Follow the Document Store Example

The MySQL Document Store is designed for storing JSON data and this example will follow its practices by having a two column table -- a JSON column, and another column for a primary key (remember InnoDB wants so badly to have a primary key on each table that it will create one for you but it is better practice to make it yourself; besides we want to search on the zipcode which is labeled as _id in the data. So we use a stored generated column that uses JSON_UNQUOTE(JSON_EXTRACT(doc,"$_id")) and saves that info in a column named zip.

So a simple table is created and it looks like this:

mysql> desc zipcode\g
+-------------+-------------+------+-----+---------+-------------------+
| Field       | Type        | Null | Key | Default | Extra             |
+-------------+-------------+------+-----+---------+-------------------+
| doc         | json        | YES  |     | NULL    |                   |
| zip         | char(5)     | NO   | PRI | NULL    | STORED GENERATED  |
+-------------+-------------+------+-----+---------+-------------------+
2 rows in set (0.00 sec)

Handy Script

So now we have the data, we have the table, and now we need to convert the data into something MySQL can use to laod the data.
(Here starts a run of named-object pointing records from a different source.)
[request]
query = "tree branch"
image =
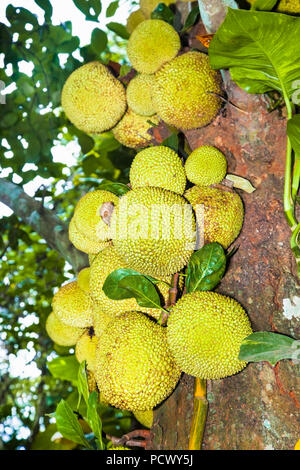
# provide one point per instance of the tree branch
(43, 221)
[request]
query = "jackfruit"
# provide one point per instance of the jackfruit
(88, 217)
(132, 130)
(83, 243)
(152, 44)
(85, 349)
(73, 306)
(205, 331)
(185, 91)
(160, 167)
(139, 94)
(134, 367)
(223, 213)
(107, 262)
(206, 165)
(60, 333)
(135, 18)
(93, 99)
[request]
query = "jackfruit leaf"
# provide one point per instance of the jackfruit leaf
(260, 49)
(128, 283)
(98, 40)
(118, 29)
(68, 425)
(117, 188)
(94, 420)
(206, 268)
(82, 385)
(163, 12)
(64, 368)
(268, 346)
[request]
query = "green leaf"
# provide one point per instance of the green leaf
(128, 283)
(64, 368)
(260, 49)
(98, 40)
(68, 425)
(206, 268)
(119, 29)
(271, 347)
(94, 419)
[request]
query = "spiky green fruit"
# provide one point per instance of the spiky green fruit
(185, 92)
(135, 369)
(206, 165)
(93, 99)
(153, 230)
(205, 331)
(160, 167)
(223, 213)
(152, 44)
(62, 334)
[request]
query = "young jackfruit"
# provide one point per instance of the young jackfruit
(89, 214)
(62, 334)
(73, 306)
(93, 99)
(134, 367)
(139, 94)
(185, 91)
(135, 18)
(132, 130)
(223, 213)
(206, 165)
(152, 44)
(160, 167)
(153, 230)
(205, 331)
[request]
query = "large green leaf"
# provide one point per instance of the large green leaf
(260, 49)
(268, 346)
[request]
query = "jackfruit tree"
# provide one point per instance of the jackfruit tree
(147, 254)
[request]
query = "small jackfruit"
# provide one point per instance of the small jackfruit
(152, 44)
(134, 367)
(135, 18)
(153, 230)
(205, 331)
(185, 91)
(132, 130)
(89, 214)
(206, 165)
(158, 166)
(73, 306)
(93, 99)
(62, 334)
(139, 94)
(223, 213)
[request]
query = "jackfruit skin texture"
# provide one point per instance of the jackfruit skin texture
(87, 216)
(135, 369)
(205, 331)
(73, 306)
(152, 44)
(206, 165)
(184, 91)
(158, 166)
(93, 99)
(62, 334)
(139, 94)
(158, 240)
(108, 261)
(135, 18)
(223, 213)
(83, 243)
(132, 130)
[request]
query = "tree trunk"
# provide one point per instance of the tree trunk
(259, 407)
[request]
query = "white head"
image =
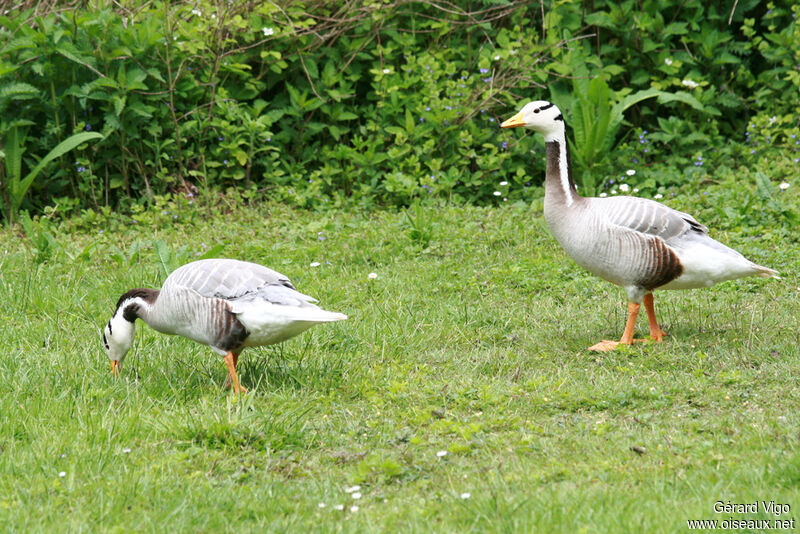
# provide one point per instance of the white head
(540, 116)
(119, 331)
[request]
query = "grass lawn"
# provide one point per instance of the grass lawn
(462, 370)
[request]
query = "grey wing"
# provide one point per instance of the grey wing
(225, 278)
(275, 294)
(648, 217)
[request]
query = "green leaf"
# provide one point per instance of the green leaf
(681, 96)
(20, 188)
(18, 91)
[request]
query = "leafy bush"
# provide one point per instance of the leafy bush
(317, 104)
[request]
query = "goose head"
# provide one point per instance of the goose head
(541, 116)
(117, 339)
(119, 331)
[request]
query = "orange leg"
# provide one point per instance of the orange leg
(231, 360)
(656, 334)
(627, 335)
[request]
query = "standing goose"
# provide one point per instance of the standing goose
(225, 304)
(633, 242)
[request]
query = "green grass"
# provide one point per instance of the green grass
(474, 345)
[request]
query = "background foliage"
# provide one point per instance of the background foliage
(323, 103)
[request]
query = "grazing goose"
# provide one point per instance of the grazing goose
(226, 304)
(633, 242)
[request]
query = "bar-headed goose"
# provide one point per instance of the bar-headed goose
(633, 242)
(226, 304)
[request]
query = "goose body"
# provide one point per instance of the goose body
(639, 244)
(223, 303)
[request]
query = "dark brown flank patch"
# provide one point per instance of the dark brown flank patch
(231, 332)
(665, 265)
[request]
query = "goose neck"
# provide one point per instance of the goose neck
(559, 185)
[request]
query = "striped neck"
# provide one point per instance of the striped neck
(558, 180)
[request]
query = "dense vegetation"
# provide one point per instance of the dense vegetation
(323, 103)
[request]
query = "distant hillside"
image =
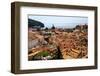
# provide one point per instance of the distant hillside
(35, 24)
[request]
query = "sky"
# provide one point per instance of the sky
(60, 21)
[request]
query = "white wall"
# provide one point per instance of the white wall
(5, 30)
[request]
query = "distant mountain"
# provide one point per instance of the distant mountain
(35, 24)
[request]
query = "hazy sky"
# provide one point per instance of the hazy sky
(60, 21)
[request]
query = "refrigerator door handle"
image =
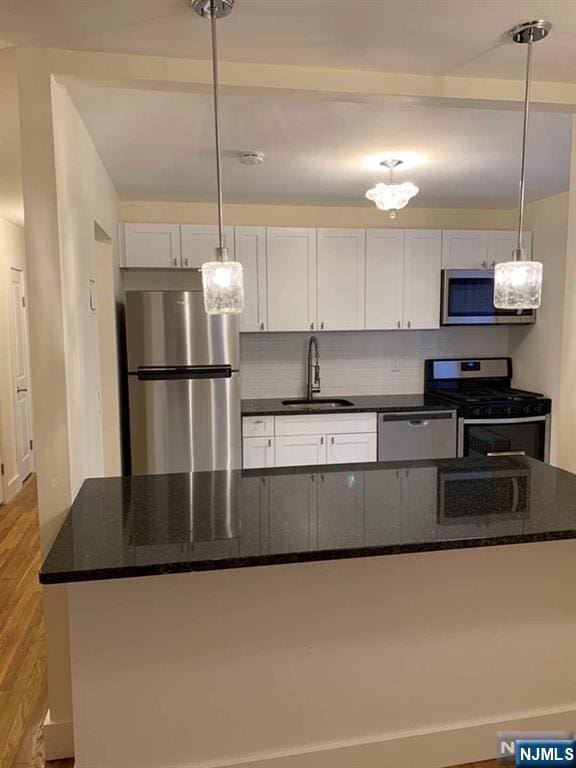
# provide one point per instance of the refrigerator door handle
(163, 373)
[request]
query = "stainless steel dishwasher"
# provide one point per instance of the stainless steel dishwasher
(413, 435)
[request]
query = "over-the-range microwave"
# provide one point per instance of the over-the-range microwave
(468, 299)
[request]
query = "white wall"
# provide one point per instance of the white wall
(537, 350)
(86, 197)
(357, 363)
(12, 254)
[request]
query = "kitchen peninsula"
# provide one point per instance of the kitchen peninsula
(189, 649)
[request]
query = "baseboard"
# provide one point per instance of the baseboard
(58, 739)
(463, 743)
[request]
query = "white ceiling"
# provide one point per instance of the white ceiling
(458, 37)
(159, 145)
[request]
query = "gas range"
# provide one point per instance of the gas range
(481, 388)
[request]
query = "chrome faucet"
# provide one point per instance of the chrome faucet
(313, 380)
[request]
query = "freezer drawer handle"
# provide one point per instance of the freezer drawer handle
(506, 453)
(185, 372)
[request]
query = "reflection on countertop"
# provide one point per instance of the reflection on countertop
(360, 404)
(161, 524)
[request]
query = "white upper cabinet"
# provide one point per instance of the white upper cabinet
(384, 278)
(341, 279)
(199, 244)
(501, 244)
(250, 245)
(422, 278)
(291, 279)
(152, 245)
(464, 249)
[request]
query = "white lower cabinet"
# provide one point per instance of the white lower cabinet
(349, 449)
(258, 452)
(300, 450)
(295, 441)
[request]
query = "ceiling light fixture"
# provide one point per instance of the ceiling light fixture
(222, 279)
(392, 197)
(518, 283)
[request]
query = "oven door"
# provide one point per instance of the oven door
(468, 299)
(505, 437)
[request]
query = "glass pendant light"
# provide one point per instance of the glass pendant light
(222, 280)
(392, 197)
(518, 283)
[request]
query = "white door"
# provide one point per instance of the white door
(464, 249)
(257, 452)
(300, 450)
(152, 245)
(384, 278)
(422, 278)
(291, 278)
(501, 245)
(199, 243)
(341, 279)
(250, 243)
(20, 372)
(348, 449)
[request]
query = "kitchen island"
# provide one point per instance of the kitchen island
(311, 617)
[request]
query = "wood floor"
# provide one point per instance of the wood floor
(23, 694)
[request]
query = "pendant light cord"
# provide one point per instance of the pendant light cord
(524, 141)
(217, 129)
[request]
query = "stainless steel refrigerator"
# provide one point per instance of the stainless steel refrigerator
(183, 384)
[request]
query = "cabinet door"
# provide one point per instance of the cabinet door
(340, 509)
(348, 449)
(291, 279)
(341, 279)
(501, 245)
(152, 245)
(257, 452)
(422, 278)
(384, 278)
(199, 244)
(300, 450)
(250, 245)
(464, 249)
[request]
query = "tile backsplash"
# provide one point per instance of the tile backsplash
(359, 362)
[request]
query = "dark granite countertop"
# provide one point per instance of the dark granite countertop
(161, 524)
(360, 404)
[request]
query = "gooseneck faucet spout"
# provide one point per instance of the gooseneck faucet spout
(313, 379)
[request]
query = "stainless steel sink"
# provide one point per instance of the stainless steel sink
(319, 403)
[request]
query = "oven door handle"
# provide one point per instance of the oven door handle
(506, 453)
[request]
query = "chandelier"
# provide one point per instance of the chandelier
(392, 197)
(222, 279)
(518, 283)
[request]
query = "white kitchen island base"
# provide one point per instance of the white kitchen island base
(406, 660)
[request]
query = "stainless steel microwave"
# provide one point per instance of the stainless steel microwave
(468, 299)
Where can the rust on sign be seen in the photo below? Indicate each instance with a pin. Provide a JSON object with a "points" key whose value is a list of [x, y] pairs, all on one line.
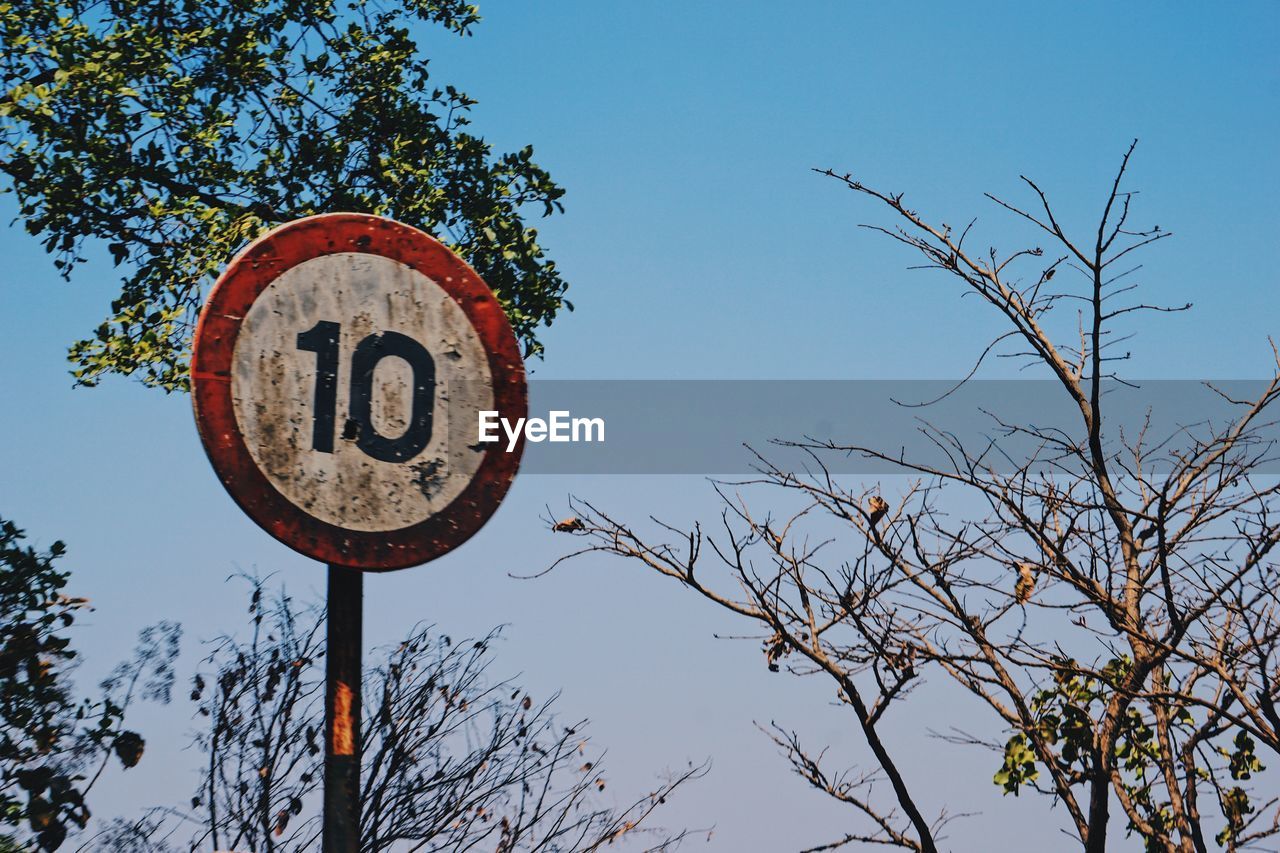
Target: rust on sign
{"points": [[339, 363]]}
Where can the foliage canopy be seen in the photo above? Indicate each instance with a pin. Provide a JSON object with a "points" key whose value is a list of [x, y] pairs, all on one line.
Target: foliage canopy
{"points": [[176, 131]]}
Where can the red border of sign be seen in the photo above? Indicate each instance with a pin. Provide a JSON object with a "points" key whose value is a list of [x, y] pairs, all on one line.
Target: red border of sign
{"points": [[236, 290]]}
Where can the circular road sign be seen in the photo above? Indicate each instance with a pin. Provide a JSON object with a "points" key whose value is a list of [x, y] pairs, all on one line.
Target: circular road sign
{"points": [[339, 368]]}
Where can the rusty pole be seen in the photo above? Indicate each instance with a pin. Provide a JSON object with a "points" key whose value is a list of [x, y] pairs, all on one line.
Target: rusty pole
{"points": [[342, 711]]}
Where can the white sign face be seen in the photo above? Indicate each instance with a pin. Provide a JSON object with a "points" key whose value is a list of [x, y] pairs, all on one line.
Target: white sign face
{"points": [[347, 373]]}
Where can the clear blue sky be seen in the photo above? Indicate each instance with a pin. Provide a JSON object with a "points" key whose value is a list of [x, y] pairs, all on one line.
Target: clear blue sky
{"points": [[699, 243]]}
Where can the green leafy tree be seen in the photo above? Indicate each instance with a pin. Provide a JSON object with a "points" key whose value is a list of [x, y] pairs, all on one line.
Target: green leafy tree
{"points": [[174, 131], [53, 746]]}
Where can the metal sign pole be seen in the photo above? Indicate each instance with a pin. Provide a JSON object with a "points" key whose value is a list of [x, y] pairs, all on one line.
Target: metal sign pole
{"points": [[342, 711]]}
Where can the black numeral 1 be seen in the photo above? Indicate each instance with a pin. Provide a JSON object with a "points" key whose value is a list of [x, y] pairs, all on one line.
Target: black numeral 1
{"points": [[323, 340]]}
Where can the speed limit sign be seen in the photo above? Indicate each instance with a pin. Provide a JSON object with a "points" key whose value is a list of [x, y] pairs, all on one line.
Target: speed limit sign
{"points": [[339, 368]]}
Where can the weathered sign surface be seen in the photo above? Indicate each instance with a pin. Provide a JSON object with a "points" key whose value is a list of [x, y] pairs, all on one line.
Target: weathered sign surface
{"points": [[339, 368]]}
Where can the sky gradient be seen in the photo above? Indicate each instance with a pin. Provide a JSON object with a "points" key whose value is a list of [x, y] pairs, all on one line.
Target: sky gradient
{"points": [[699, 243]]}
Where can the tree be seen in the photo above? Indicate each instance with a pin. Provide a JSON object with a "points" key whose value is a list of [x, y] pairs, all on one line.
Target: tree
{"points": [[54, 747], [173, 132], [451, 760], [1111, 601]]}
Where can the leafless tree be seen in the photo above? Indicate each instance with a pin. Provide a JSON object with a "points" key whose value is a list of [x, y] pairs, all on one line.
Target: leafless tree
{"points": [[1111, 601], [452, 761]]}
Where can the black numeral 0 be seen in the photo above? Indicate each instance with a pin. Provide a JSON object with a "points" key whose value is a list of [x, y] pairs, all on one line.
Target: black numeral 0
{"points": [[323, 340]]}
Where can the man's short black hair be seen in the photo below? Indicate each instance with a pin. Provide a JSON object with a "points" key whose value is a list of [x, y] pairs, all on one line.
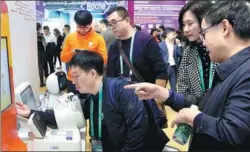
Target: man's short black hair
{"points": [[237, 13], [83, 17], [153, 30], [198, 8], [104, 21], [162, 27], [46, 28], [67, 26], [138, 28], [167, 31], [88, 60], [122, 12]]}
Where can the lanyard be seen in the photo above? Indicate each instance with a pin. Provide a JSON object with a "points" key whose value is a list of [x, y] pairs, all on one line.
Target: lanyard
{"points": [[211, 76], [99, 115], [130, 56]]}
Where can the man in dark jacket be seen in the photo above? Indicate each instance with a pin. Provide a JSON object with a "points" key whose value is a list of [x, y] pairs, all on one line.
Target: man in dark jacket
{"points": [[128, 124], [222, 122], [42, 60], [140, 49]]}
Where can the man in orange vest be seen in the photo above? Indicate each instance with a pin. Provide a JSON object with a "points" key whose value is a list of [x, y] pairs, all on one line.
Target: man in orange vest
{"points": [[85, 38]]}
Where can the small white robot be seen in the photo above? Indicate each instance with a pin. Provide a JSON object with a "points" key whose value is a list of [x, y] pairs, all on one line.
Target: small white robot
{"points": [[69, 118]]}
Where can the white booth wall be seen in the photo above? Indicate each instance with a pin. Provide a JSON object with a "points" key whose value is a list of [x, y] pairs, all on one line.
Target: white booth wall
{"points": [[22, 21]]}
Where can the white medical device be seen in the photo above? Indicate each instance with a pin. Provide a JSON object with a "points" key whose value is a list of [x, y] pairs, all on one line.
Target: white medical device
{"points": [[70, 120]]}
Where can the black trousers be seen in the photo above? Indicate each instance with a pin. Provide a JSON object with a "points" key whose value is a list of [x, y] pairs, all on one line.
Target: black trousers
{"points": [[50, 62], [71, 88], [42, 65]]}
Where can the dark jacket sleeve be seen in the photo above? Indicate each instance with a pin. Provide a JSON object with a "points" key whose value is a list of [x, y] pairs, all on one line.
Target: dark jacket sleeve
{"points": [[110, 65], [233, 127], [155, 59], [163, 52], [136, 119]]}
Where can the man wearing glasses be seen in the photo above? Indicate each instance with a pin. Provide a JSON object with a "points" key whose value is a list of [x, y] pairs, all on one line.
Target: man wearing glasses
{"points": [[140, 48], [222, 122], [85, 38]]}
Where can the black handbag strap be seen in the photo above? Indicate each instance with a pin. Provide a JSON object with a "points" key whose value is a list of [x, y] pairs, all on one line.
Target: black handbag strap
{"points": [[131, 67]]}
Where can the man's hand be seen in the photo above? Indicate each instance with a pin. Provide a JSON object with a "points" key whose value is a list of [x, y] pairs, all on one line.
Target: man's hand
{"points": [[185, 115], [22, 109], [178, 42], [149, 91]]}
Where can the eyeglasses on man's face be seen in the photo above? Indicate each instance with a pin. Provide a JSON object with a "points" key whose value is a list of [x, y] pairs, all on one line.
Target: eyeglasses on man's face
{"points": [[114, 24]]}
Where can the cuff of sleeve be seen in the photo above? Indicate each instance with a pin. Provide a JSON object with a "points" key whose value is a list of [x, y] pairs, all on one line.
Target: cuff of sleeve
{"points": [[175, 100], [198, 124], [31, 112], [162, 76]]}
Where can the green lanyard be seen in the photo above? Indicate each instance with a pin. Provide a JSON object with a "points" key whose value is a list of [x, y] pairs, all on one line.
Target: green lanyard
{"points": [[130, 56], [100, 115], [202, 75]]}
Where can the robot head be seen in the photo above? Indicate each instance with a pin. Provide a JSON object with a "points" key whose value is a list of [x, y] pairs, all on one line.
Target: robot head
{"points": [[56, 82]]}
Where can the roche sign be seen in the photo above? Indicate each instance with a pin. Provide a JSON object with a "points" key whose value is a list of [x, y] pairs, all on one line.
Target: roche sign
{"points": [[97, 7]]}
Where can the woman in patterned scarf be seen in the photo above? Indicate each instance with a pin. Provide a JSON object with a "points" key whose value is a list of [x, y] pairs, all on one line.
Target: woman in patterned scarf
{"points": [[196, 71]]}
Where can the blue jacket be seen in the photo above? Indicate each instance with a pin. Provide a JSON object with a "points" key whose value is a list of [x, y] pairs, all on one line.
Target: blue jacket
{"points": [[177, 52], [224, 124], [127, 124], [147, 59]]}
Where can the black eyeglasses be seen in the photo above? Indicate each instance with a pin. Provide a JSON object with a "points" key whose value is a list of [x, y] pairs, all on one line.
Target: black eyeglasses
{"points": [[114, 24]]}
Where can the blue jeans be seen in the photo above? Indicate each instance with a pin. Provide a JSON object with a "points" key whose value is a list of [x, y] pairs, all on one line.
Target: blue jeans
{"points": [[172, 73]]}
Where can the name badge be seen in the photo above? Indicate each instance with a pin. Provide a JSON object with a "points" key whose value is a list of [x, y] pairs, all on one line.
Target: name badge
{"points": [[96, 145], [128, 79]]}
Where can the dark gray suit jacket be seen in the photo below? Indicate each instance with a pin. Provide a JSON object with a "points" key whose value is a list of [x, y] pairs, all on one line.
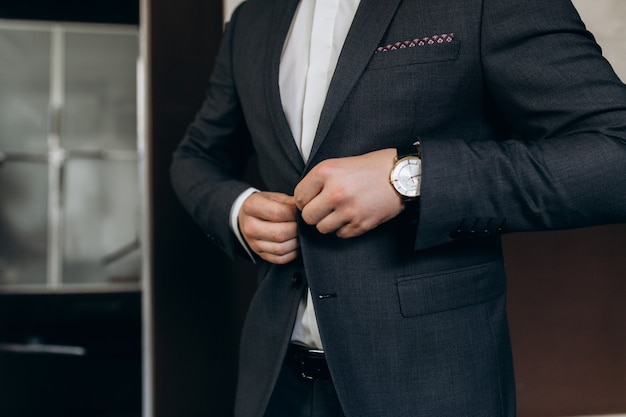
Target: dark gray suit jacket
{"points": [[523, 127]]}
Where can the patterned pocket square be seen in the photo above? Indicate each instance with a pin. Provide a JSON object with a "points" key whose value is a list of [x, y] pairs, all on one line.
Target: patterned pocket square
{"points": [[427, 40]]}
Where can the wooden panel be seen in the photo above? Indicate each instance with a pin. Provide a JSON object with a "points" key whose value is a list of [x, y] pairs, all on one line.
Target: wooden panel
{"points": [[567, 293]]}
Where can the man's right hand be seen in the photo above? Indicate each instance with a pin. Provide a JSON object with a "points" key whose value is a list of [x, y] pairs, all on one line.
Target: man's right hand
{"points": [[267, 221]]}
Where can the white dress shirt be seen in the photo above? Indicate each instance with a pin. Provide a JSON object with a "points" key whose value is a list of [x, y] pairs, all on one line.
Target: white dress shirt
{"points": [[308, 61]]}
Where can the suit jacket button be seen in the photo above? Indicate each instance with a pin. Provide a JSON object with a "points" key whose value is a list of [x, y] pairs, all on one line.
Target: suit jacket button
{"points": [[296, 280]]}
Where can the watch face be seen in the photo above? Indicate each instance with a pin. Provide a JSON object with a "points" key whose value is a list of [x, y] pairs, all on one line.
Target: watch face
{"points": [[406, 176]]}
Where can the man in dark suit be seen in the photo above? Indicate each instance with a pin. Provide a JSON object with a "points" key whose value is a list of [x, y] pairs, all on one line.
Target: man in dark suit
{"points": [[397, 140]]}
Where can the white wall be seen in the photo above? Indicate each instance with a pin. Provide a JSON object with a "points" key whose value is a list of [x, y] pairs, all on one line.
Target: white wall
{"points": [[606, 19]]}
Bash is one of those shells with so many rich built-in tools that is hard to remember them all. But it does have a hand read line feature that can be used for the task.


#!/bin/bash
file="/home/dstokes/Downloads/zips.json"
while IFS= read line
do
 echo "INSERT INTO zipcode (doc) VALUES ('$line');"
done <"$file"
Run the script and output the data to a file named foo, ./loader.sh > foo. The output shows how the data is wrapped:
$head foo
INSERT INTO zipcode (doc) VALUES ('{ "city" : "AGAWAM", "loc" : [ -72.622739, 42.070206 ], "pop" : 15338, "state" : "MA", "_id" : "01001" }');
INSERT INTO zipcode (doc) VALUES ('{ "city" : "CUSHMAN", "loc" : [ -72.51564999999999, 42.377017 ], "pop" : 36963, "state" : "MA", "_id" : "01002" }');
INSERT INTO zipcode (doc) VALUES ('{ "city" : "BARRE", "loc" : [ -72.10835400000001, 42.409698 ], "pop" : 4546, "state" : "MA", "_id" : "01005" }');
INSERT INTO zipcode (doc) VALUES ('{ "city" : "BELCHERTOWN", "loc" : [ -72.41095300000001, 42.275103 ], "pop" : 10579, "state" : "MA", "_id" : "01007" }');
INSERT INTO zipcode (doc) VALUES ('{ "city" : "BLANDFORD", "loc" : [ -72.936114, 42.182949 ], "pop" : 1240, "state" : "MA", "_id" : "01008" }');
INSERT INTO zipcode (doc) VALUES ('{ "city" : "BRIMFIELD", "loc" : [ -72.188455, 42.116543 ], "pop" : 3706, "state" : "MA", "_id" : "01010" }');
INSERT INTO zipcode (doc) VALUES ('{ "city" : "CHESTER", "loc" : [ -72.988761, 42.279421 ], "pop" : 1688, "state" : "MA", "_id" : "01011" }');
INSERT INTO zipcode (doc) VALUES ('{ "city" : "CHESTERFIELD", "loc" : [ -72.833309, 42.38167 ], "pop" : 177, "state" : "MA", "_id" : "01012" }');
INSERT INTO zipcode (doc) VALUES ('{ "city" : "CHICOPEE", "loc" : [ -72.607962, 42.162046 ], "pop" : 23396, "state" : "MA", "_id" : "01013" }');
INSERT INTO zipcode (doc) VALUES ('{ "city" : "CHICOPEE", "loc" : [ -72.576142, 42.176443 ], "pop" : 31495, "state" : "MA", "_id" : "01020" }');

So now the data can be loaded with mysql -u itisme test < foo.